Akte 4000 - Auch Netanjahus Sohn Jair unter Verdacht

Freitag, 31. August 2018 |  NAI Redaktion

Die HaHadashot - Nachrichten meldeten gestern, dass auch der Sohn von Ministerpräsident Benjamin Netanjahu, Jair, von der Polizei verdächtigt wird, an der unter dem Namen „Akte 4000“ bekannte Bestechungsaffäre zusammen mit Sara Netanjahu beteiligt gewesen zu sein. Sie wurden als der „ausführende Arm“ in der Affäre bezeichnet.

In der sogenannten Akte 4000 geht es um den angeblichen Versuch der Familie Netanjahu, das Nachrichtenportal Walla dazu zu bringen, in der Berichterstattung über Benjamin Netanjahu eine positive Linie einzuschlagen.

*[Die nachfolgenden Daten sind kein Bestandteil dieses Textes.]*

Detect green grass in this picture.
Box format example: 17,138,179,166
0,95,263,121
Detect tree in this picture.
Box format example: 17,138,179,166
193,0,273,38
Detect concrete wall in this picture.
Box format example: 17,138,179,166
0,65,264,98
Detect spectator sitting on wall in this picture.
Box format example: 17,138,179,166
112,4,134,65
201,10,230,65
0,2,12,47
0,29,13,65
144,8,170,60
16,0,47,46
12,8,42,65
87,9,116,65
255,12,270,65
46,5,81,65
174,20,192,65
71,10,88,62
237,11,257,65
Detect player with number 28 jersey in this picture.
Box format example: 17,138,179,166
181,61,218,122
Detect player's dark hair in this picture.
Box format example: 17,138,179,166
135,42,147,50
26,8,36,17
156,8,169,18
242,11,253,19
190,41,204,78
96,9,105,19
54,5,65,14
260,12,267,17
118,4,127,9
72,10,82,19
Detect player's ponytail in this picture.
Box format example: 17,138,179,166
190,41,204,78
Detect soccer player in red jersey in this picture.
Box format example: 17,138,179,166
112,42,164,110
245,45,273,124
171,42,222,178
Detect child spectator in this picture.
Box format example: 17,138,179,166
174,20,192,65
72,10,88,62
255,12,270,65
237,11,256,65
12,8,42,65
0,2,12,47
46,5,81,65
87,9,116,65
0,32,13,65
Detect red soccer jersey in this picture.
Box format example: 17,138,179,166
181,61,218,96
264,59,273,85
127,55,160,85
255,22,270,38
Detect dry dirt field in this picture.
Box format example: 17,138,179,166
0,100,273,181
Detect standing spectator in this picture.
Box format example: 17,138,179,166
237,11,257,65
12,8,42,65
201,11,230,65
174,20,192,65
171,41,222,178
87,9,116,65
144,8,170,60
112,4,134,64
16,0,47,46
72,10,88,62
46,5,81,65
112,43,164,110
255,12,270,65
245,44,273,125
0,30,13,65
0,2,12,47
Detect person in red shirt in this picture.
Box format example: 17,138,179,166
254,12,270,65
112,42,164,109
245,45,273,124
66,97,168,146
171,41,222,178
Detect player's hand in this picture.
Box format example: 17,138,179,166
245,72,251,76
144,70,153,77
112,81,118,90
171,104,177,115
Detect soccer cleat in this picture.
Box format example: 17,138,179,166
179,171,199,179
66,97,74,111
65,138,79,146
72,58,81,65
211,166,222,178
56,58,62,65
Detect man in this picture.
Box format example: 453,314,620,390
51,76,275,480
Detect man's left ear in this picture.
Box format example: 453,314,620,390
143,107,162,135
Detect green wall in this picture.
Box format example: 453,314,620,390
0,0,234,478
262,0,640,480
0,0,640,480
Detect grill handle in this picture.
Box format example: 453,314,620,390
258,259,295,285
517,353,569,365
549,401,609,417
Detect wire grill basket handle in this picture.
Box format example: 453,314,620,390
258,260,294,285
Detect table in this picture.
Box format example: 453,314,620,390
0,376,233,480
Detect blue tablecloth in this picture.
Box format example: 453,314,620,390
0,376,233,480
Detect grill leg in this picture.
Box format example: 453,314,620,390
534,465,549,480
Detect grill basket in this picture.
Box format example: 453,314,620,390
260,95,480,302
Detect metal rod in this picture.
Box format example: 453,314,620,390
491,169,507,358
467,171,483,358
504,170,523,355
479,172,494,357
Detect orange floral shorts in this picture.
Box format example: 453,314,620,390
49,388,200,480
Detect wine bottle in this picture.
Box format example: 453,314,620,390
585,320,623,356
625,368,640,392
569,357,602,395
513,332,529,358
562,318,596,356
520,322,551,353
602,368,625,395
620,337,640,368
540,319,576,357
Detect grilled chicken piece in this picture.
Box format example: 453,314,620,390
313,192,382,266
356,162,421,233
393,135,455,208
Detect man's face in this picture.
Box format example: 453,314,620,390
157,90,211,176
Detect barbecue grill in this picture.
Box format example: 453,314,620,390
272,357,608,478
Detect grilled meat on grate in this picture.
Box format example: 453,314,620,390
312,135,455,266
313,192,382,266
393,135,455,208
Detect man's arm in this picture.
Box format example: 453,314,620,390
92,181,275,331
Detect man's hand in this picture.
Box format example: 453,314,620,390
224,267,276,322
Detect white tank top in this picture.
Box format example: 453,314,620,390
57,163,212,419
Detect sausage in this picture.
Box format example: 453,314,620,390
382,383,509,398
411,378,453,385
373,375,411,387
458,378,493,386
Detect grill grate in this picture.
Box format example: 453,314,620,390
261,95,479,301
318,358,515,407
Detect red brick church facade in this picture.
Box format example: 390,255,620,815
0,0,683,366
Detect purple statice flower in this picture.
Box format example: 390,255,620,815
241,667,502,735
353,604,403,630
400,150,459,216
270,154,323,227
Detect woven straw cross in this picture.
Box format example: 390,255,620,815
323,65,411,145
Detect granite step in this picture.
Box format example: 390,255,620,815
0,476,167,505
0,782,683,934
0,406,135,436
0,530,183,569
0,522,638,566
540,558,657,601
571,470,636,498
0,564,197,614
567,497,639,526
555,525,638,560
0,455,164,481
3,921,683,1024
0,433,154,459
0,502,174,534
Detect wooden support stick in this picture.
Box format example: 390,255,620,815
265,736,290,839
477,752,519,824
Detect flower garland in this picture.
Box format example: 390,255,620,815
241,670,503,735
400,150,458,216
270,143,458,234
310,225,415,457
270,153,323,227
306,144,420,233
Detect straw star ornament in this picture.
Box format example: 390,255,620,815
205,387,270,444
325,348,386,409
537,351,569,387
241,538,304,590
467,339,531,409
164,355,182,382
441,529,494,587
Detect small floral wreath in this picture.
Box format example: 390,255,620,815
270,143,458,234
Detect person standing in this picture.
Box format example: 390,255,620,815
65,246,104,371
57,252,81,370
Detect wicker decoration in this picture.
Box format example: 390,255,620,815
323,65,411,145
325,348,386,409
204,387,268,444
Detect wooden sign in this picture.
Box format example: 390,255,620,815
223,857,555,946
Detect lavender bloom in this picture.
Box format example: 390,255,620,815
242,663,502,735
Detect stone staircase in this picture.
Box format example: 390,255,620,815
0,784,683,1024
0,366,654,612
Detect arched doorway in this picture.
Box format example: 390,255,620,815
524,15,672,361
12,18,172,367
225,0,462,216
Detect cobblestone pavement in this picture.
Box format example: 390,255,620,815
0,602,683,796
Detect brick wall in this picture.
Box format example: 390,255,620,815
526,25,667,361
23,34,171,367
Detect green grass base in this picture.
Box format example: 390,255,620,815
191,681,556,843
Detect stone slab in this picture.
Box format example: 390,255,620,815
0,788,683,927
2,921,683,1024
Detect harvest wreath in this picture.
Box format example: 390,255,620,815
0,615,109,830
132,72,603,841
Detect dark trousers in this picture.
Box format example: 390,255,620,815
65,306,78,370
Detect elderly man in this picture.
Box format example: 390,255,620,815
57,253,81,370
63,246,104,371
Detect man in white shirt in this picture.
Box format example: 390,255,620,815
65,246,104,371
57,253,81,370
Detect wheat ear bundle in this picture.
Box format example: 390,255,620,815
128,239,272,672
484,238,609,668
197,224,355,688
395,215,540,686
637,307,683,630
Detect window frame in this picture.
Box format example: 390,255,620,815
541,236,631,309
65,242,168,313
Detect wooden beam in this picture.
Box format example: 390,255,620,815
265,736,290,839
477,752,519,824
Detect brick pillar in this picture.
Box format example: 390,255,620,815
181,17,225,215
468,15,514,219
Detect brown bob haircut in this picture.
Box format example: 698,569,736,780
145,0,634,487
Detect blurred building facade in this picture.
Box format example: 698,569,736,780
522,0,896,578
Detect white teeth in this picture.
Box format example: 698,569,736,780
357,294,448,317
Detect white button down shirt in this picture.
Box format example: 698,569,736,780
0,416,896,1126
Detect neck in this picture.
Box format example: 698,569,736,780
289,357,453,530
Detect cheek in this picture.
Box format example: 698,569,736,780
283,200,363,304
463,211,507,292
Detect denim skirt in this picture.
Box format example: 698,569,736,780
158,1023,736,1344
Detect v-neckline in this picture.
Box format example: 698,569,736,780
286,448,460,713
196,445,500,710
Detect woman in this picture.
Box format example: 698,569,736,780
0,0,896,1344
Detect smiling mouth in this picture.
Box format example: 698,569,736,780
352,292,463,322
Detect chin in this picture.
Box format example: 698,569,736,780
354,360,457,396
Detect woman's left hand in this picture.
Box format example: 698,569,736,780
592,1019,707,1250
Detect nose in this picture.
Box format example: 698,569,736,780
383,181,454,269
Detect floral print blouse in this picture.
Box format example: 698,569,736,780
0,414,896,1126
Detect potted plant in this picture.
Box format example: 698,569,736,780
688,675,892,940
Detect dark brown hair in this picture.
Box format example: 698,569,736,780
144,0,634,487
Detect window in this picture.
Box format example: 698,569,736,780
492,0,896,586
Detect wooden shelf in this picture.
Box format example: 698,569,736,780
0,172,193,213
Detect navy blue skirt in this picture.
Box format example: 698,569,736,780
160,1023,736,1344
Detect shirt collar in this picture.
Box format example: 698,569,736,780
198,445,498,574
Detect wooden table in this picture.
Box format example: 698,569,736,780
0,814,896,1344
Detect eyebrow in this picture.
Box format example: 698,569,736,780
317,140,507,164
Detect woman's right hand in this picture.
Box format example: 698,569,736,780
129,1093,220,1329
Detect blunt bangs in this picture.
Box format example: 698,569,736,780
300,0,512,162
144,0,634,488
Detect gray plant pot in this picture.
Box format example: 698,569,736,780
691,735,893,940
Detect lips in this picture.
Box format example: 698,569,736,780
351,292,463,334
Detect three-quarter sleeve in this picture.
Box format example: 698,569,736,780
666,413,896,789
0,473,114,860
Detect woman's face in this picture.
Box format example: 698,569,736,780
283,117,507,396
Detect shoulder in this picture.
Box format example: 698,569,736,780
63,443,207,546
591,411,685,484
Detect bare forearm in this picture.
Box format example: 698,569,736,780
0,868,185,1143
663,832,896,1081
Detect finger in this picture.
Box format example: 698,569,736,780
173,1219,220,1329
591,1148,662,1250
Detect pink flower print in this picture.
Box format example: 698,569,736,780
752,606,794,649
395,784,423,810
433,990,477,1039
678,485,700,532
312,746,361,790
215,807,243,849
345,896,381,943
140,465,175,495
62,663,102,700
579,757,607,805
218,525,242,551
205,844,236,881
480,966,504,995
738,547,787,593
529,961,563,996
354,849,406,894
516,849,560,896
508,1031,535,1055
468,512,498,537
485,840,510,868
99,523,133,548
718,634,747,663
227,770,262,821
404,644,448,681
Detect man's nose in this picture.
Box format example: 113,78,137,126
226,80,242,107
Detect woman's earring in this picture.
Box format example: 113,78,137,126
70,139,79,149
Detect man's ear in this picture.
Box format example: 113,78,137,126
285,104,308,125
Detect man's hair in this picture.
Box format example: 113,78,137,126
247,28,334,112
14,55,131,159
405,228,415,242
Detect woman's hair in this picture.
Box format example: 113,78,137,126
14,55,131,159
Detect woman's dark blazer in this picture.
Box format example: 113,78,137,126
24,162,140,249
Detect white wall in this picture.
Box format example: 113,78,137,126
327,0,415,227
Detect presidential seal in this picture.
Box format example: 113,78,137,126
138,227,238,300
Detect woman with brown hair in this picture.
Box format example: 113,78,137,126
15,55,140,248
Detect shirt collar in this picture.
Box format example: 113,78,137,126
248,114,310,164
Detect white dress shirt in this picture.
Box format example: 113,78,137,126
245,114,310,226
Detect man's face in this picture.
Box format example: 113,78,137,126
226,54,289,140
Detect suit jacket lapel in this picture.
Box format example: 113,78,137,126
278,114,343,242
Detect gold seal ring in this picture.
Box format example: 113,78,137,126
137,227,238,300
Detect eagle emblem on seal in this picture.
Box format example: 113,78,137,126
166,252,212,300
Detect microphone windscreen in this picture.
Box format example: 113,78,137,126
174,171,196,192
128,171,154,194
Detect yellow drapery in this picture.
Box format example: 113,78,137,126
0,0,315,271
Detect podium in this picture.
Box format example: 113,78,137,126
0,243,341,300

Eigentümer des Nachrichtenportals ist Shaul Elovitch, der auch die Kontrolle über die israelische Telefongesellschaft Bezeq hatte. Für eine positive Berichterstattung sollten ihm Erleichterungen und Vorteile für Bezeq zugesagt worden sein.

Zunächst wurde nur bekannt, dass Netanjahus Ehefrau Sara mit an der Affäre beteiligt sei, nun wurde auch der Name des Sohnes Jair als Mitverdächtiger erwähnt. Innerhalb des nächsten halben Jahres solle die Akte an die Staatsanwaltschaft übergeben werden.

Seitens der Familie Netanjahu wurde folgende Erklärung zu den Beschuldigungen abgegeben: „Wir haben auch einen positiven Bericht über unsere Hündin Kaya gefunden. Sie hat Glück, dass sie sich bereits von dieser Welt verabschiedet hat, bevor auch sie in den Kreis der Verdächtigen der Bestechung aufgenommen werden konnte. Die Absurdität kennt keine Grenzen. In jedem Fall ist und bleibt die Berichterstattung über Ministerpräsident Benjamin Netanjahu im Nachrichtenportal Walla gleichbleibend negativ.“

Archivbild: Das Ehepaar Netajahu während eines Ausflugs mit ihren Söhnen Jair (l.) und Avner (r) (Foto: Kobi Gideon/GPO)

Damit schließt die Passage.